Ups! Gambar ini tidak mengikuti Pedoman Konten kami. Untuk melanjutkan publikasi, hapuslah gambar ini atau unggah gambar lain.


Aku keluar kamar berjalan gontai menuju meja makan, di mana kedua orang tuaku tengah berbincang kecil di kursi favorit mereka―sudah jelas mama duduk di kursi utama dan mami berada di sisi kiri mama.

"Good morning honey," suara lembut mami menyapaku dengan senyuman hangat tergurat di wajahnya.

"Morning mih," ucapku tidak bersemangat sambil menarik kursi. Menduduki kursi minimalis di kelilingi bantalan empuk berwarna abu, siapapun akan nyaman berlama duduk di atasnya. Apalagi mami baru menggantinya beberapa hari lalu.
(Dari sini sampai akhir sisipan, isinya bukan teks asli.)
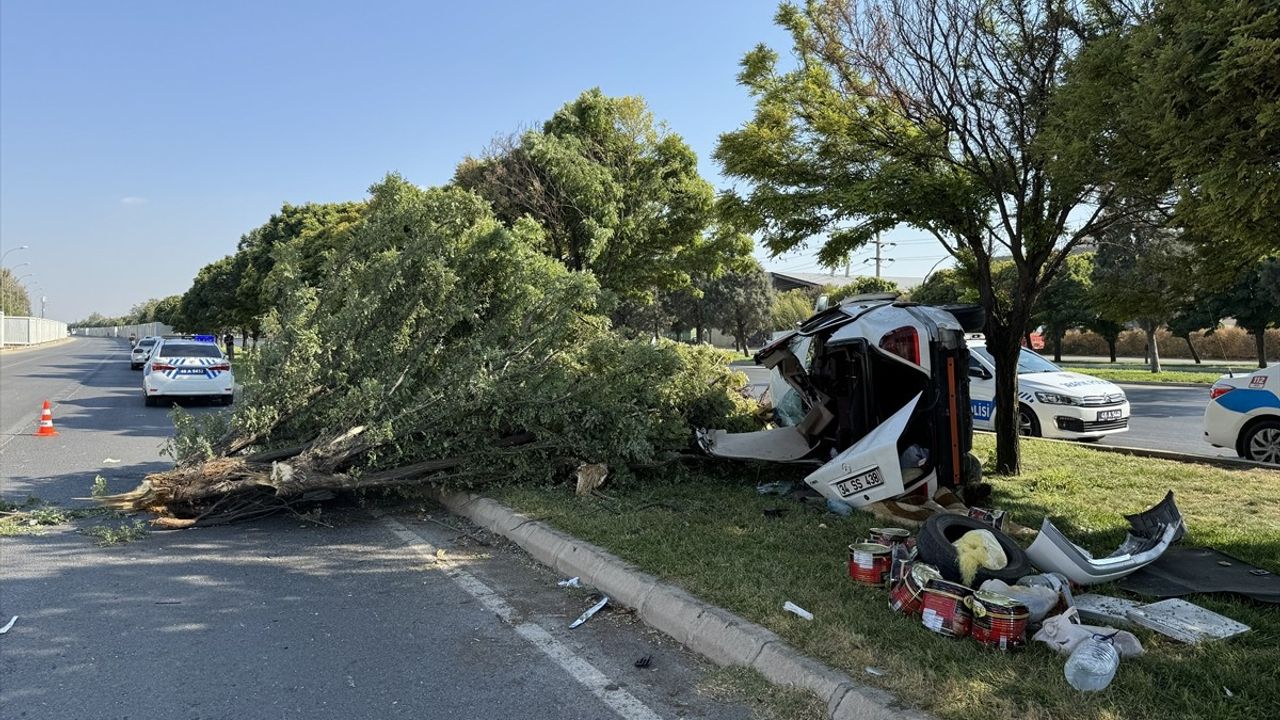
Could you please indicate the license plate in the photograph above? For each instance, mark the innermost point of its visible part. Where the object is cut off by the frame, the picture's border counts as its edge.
(860, 482)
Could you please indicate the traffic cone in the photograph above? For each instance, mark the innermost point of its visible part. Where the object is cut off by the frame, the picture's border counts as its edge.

Mama membuka suara sehabis menyicip sedikit kopi hitam dicangkir putih. "Gimana sekolah di sana?"

"Aku boleh pindah?"

Seharusnya, orang tua yang normal akan terkejut mendengar lontaran pertanyaan itu keluar dari mulut anaknya. Tapi, mama sibuk mengusap layar ponselnya, mami tengah menyiapkan piring untuk anak-anaknya. Mereka nampak tenang, tidak gelisah sedikit pun.

"Kenapa?" Mama menatapku.

"Aku nggak mau satu sekolah sama mereka!" protesku sambil menunjuk dua manusia sudah menjadi kakakku bertahun-tahun.
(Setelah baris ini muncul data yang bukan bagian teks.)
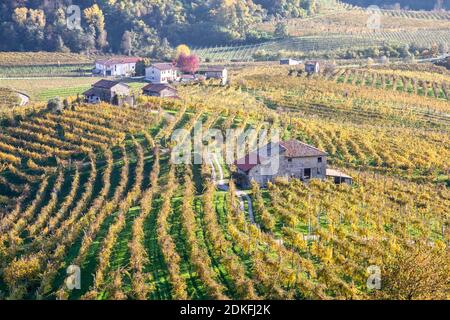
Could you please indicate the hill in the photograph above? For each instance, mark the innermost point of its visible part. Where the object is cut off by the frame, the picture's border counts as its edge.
(404, 4)
(94, 186)
(137, 27)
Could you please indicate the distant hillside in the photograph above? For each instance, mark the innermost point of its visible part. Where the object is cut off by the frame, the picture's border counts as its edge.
(411, 4)
(139, 27)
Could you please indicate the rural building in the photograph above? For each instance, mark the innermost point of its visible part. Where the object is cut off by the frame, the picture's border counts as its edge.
(187, 78)
(338, 177)
(119, 67)
(312, 67)
(160, 90)
(161, 73)
(295, 160)
(220, 73)
(113, 92)
(290, 62)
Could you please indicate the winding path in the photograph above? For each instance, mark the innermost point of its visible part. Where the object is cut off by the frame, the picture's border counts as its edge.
(24, 99)
(222, 184)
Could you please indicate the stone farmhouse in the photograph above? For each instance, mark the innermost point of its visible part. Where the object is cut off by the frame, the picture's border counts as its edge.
(116, 67)
(293, 159)
(113, 92)
(290, 62)
(312, 67)
(160, 90)
(161, 73)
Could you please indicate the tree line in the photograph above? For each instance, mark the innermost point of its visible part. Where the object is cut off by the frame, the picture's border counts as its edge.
(141, 27)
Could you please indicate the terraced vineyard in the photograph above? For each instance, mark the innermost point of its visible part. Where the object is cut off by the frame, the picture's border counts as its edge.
(96, 187)
(433, 86)
(8, 98)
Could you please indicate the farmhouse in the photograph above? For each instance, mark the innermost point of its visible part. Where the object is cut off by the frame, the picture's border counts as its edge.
(312, 67)
(290, 62)
(161, 73)
(290, 159)
(220, 73)
(338, 177)
(108, 91)
(120, 67)
(160, 90)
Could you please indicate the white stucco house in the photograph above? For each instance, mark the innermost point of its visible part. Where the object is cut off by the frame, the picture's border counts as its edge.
(290, 62)
(116, 67)
(312, 67)
(161, 73)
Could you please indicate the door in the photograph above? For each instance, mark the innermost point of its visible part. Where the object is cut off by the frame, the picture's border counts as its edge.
(307, 173)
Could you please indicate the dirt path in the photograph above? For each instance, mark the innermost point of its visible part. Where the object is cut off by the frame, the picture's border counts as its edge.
(222, 184)
(24, 99)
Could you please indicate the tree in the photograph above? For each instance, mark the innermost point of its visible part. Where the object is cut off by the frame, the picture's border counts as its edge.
(102, 41)
(126, 45)
(443, 48)
(182, 49)
(94, 16)
(55, 105)
(188, 64)
(164, 51)
(281, 30)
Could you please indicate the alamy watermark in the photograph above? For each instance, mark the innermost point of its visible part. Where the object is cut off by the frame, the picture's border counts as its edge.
(73, 18)
(73, 281)
(374, 20)
(374, 279)
(242, 147)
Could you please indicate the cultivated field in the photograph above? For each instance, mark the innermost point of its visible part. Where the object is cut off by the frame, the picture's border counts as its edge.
(95, 187)
(48, 88)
Mata mama menelusuri ke mana arah jariku menunjuk. "Lagian mereka tahun depan lulus kok, tahan aja dulu," celetuk mami.

"Manja banget lo jadi anak," ketus kak Seulgi, dia duduk di hadapanku, bersebelahan dengan mami.

Mengenai si anak sulung satu itu. Aku masih sangat kesal dengan perbuatannya saat di toilet kemarin. Menurutku pembalasannya tidaklah seimbang. Aku hanya menumpahkan susu coklat sedangkan dia menumpahkan air pel kotor dan bau. Napasku berhembus kasar saat aku mengingat kejadian itu kembali.

Ujung sepatuku menghantam keras kakinya, tepatnya pada tulang kering. "Aahh!! Fuck!!" Dia meringis sambil mengusap kakinya.

Mami memukul mulut kak Seulgi menggunakan sendok makan. "Kim Seulgi?! How dare you curse in front of the food!"

"Aw! Dia loh mih nendang kaki aku!" protesnya sambil menunjuk ke arahku. Aku menjulurkan lidah, meledeknya terkena omelan pertama mami di pagi hari.

"Kamu juga dek! Iseng banget sama kakaknya, kalau dibalas balik nanti kamu yang nangis, protes ini itu! Bisa nggak kalian sehari nggak bikin onar?!"

"Elu sih iseng banget heran, bikin mami ngomel-ngomel," bisik kak Wendy, dia duduk di kiriku.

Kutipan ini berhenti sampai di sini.